Did you try reading with CSV keyword argument:

types=UInt32

CSV.jl provides a CSV.Rows iterator that you can use to perform filtering, either with your own loop or via a package like Query.jl. See also this discussion: CSV-row filtering when reading · Issue #503 · JuliaData/CSV.jl · GitHub

1 Like

That slightly reduces the runtime, to 4.670 ms (366 allocations: 819.64 KiB).

I didn’t mean filtering a CSV, I mean like in the example I gave things like if startswith(line, "X"). So we have files like:

A abcacbbacbabcbabcbabc
B abcbabcbacbacb 10 103i 1212
C  ixiixixixixixixixixix

And then we want say “if the line starts with B parse the second element to an Int and add it to our sum”. That’s of course just a single example.

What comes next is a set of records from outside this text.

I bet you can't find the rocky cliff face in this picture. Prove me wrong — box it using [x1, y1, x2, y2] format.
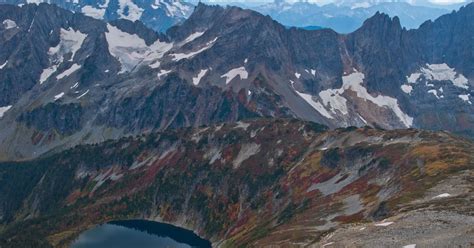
[0, 119, 472, 247]
[0, 3, 473, 161]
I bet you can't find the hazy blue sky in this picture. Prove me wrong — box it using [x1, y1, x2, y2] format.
[422, 0, 466, 4]
[203, 0, 468, 5]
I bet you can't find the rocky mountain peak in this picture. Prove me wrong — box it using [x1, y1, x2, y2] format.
[173, 3, 270, 30]
[168, 3, 281, 46]
[0, 1, 473, 162]
[358, 11, 403, 34]
[459, 1, 474, 12]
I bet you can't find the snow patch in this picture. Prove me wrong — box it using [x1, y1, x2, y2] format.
[192, 69, 208, 85]
[319, 88, 348, 115]
[81, 6, 106, 19]
[406, 72, 422, 84]
[76, 89, 89, 99]
[148, 60, 161, 69]
[40, 67, 56, 84]
[159, 0, 192, 17]
[54, 92, 64, 101]
[184, 31, 205, 43]
[40, 28, 87, 84]
[56, 64, 81, 80]
[408, 63, 469, 89]
[374, 221, 394, 227]
[0, 105, 12, 118]
[427, 89, 440, 99]
[235, 121, 250, 130]
[221, 66, 248, 84]
[157, 69, 172, 79]
[342, 71, 413, 127]
[315, 71, 413, 127]
[433, 193, 452, 199]
[422, 64, 469, 89]
[170, 37, 217, 61]
[296, 90, 333, 119]
[295, 72, 301, 79]
[401, 84, 413, 94]
[458, 94, 472, 104]
[2, 19, 17, 29]
[50, 28, 87, 62]
[105, 24, 172, 72]
[0, 61, 7, 69]
[117, 0, 144, 21]
[105, 23, 147, 69]
[358, 114, 368, 124]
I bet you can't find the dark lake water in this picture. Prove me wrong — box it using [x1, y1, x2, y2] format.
[71, 220, 212, 248]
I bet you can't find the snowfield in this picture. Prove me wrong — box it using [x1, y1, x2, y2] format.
[311, 71, 413, 127]
[193, 69, 209, 85]
[40, 28, 87, 84]
[0, 105, 12, 118]
[105, 24, 172, 72]
[221, 66, 249, 84]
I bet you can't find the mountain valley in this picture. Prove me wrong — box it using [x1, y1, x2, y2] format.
[0, 119, 473, 247]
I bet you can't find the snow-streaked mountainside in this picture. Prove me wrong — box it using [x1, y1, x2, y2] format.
[0, 0, 193, 32]
[247, 0, 456, 32]
[0, 3, 473, 247]
[0, 2, 473, 161]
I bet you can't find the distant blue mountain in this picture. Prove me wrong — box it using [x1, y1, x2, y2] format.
[285, 25, 325, 30]
[241, 1, 457, 33]
[300, 25, 324, 31]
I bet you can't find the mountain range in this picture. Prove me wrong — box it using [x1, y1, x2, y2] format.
[1, 0, 470, 33]
[0, 2, 473, 247]
[0, 2, 473, 161]
[246, 0, 459, 33]
[0, 0, 193, 32]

I think using a buffered reader with your StringViews is a very minimal change to regular operations using eachline that saves a lot of allocations/time.

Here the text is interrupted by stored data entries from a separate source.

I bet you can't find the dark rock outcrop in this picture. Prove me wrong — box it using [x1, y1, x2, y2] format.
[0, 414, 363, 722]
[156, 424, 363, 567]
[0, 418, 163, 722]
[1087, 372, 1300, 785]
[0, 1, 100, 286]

Just added a getindex for splitV so it works the same as the base split, however, using the iterator underneath to not have to allocate the array. So this can now be done with:

c = 0
for line in eachlineV("file.txt")
    if startswith(line, 'B')
        data = splitV(line, '\t') 
        c += Parsers.parse(UInt32, data[2])
    end
end 
return c

Note that this is something of an abuse of the implicit contract of getindex that it is O(1).

The generic way to get the n-th element of an Iterator x is something like first(Iterators.drop(x, n-1)). (I feel like we should have an Iterators.nth(x, n) API for this?)

6 Likes

hmm I was also thinking, this operation only would make sense if:

    1. you are interested in only 1 element in a line (or iterator for that matter)
    1. you could remember the state of the last searched index

Cause it would be quite a “waste” to ask for .nth(x, 100) and .nth(x, 101) if you have to start from state 0 again.

Some discussion about that here: Iterator slicing/indexing · Issue #26 · JuliaCollections/IterTools.jl · GitHub

Hi,

This is a very nice and useful package. I wrote a PR so that your package can work with compressed files.

As said in the PR: I’m dealing with very large files as well which are almost always compressed with gzip
and very often I can’t afford to load all the file content at once before processing the data, so I’m always looking to the fastest way to read files line by line.

I got inspired by the eachline code in base, maybe the whole package could be fully integrated by overloading all the base functions concerned with strings (eachline, split, etc.) to play nicely with Sstringviews.

Amaël

Oh thanks. So nice to see that such a useful feature will be natively part of julia.